Monday, March 14, 2011

How to Shoot Panos

38mm | 2.5s | f/8 | ISO400 | 4-image Pano

I've been dying to do a tutorial on Panos for a while.  I had the opportunity to take some in Tampa a few weeks ago and I thought this would be a good reason to write up a tutorial.  I originally got most of this information from a forum post by Leung on dpreview (I can't find the post, but I saved the info to a PDF).  It helped me a lot when I was just starting out, and I'll be adding some lesson's I've learned along the way.

1. Lens Selection

Leung recommends a lens with a range from 24mm - 50mm, and says to AVOID a lens lower that 24mm.  The distortions what come in at those lower focal lengths will make merging the images a pain.  I've ignored this rule on both ends, but I agree about staying above 24mm.

In my experience, changing focal length is one of the few creative tools remaining when taking panos.  Lighting a huge scene is impossible, and moving around to change composition will have a small effect.  Zooming in for a pano can be very beneficial, placing the focus on a smaller part of the scene.  It also allows you to get incredible detail and resolution in the final merged image.  Be ready to take A LOT of pictures thou.

170mm | 6s | f/4.5 | ISO 100 | 9-image HDR Pano

20mm | 8s | f/8 | ISO100 | 6-image HDR Pano

2. Tripod

This should be obvious, but it is beneficial to use a tripod while shooting a pano.  If night or low-light, it is REQUIRED.  During the day, it is possible to take a pano by hand, just ensure you follow all the rest of the steps.  And if a tripod is not available, improvise :)

55mm | 1/100s | f/11 | ISO 100 | 6-image Pano | Handheld

18mm | 25s | f/14 | ISO 100 | 5-image Pano | Camera rested on rock

3. Settings

Leung suggests the following as a starting point:

  • Matrix Metering
  • Aperture Priority Mode
  • Shoot in RAW
  • Proper White Balance
  • Lowest ISO possible
The following steps help lead to the correct exposure for the scene.  First, set the desired aperture (f/8-f/11 for good detail throughout).  Next, pan across the scene while watching the camera meter.  Note the shutter speed for the brightest part of the scene (not including the sun).   Finally, set the exposure to MANUAL and use the shutter speed for the brightest part.  If the brightest part of the scene comprises only ~10%, you can try shooting at a lighter exposure.

4. Orientation

It is preferable to shoot a wide pano in Portrait orientation.  Through stitching the images together you are going to get plenty of information in the longwise direction.  Shooting in portrait gives you more information above/below the point of interest.  This makes for a final picture with a better aspect ratio for printing.

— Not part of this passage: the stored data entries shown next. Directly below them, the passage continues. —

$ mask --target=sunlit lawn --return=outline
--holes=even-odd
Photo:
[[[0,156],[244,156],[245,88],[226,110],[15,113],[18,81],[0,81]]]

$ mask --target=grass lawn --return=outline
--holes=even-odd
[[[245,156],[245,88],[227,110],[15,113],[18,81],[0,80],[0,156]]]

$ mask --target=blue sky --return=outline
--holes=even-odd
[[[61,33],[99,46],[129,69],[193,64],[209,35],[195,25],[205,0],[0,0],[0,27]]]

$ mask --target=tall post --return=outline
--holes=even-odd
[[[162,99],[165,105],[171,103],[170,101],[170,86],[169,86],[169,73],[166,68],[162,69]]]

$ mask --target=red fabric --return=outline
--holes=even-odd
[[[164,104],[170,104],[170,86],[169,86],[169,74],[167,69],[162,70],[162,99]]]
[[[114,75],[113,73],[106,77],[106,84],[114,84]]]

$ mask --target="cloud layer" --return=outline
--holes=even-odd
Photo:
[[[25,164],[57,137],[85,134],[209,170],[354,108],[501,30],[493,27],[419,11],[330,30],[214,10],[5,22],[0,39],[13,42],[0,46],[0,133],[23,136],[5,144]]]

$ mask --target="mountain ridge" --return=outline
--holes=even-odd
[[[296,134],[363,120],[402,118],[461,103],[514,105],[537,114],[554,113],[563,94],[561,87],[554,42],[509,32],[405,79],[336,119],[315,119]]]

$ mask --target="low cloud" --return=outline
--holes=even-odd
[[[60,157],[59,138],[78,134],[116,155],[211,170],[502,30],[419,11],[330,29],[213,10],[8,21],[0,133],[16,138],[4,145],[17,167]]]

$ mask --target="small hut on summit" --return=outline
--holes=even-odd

Also, there are no rules for how the images get stitched together.  Shoot a vertical pano or a matrix of images.  Just make sure that in the end you can merge the result into a rectangular picture (it seems obvious, but I've done this wrong before).


70mm | 1/250s | f/6.3 | ISO 100 | 3-image HDR Pano | Handheld

70mm | 1/200s | f/5 | ISO 100 | 15-image Pano | Handheld


5. Execution

Finally, time to start taking pictures.  Start panning across the scene, ensuring that each frame has ~40% overlap from the previous frame.  This will ensure correct merging in Photoshop later.  Keep the exposure settings, white balance, and focal length the same throughout the shoot.  

A tip from Kelby is to correct for the distortion or fisheye effect in the merged image.  Shift your feet every ~3 frames when taking a pano by hand.  I haven't noticed much difference, but I keep that tip in mind.

One thing that has burned me recently is focus.  I usually leave it on autofocus and just shoot away.  Depending on where the focal point was set in the camera, this can lead to some frames being out of focus (like focusing on the sky instead of a building).  One way to get around this is to move the focal point during each image.  The better way is to set the focus on MANUAL. It may be hard to tell, but in the pano below the right most frame was slightly blurry.

56mm | 20s | f/6.3 | ISO 100 | 3-image Pano

6. Merging

Post-process the images before you merge them.  You will be processing the RAW images and not the JPEG pano, and you can correct white balance shift among the individual frames.  Using LR or ACR, select all the images and process them exactly the same.  If you ignored the rule of setting your white balance and left it on auto (which I do all the time), you can also correct the white balance to ensure they are all the same.

Then merge the result in Photoshop, either from LR or Bridge or directly in Photoshop.  Leave the merge settings on auto.  Only change that if something doesn't merge right.


24mm | 1/30s | f/10 | ISO 100 | 3-image Pano | Camera rested on fence post

1 comment:

  1. I've been waiting for this post for quite a while now. great job! Makes me want to dust of the camera!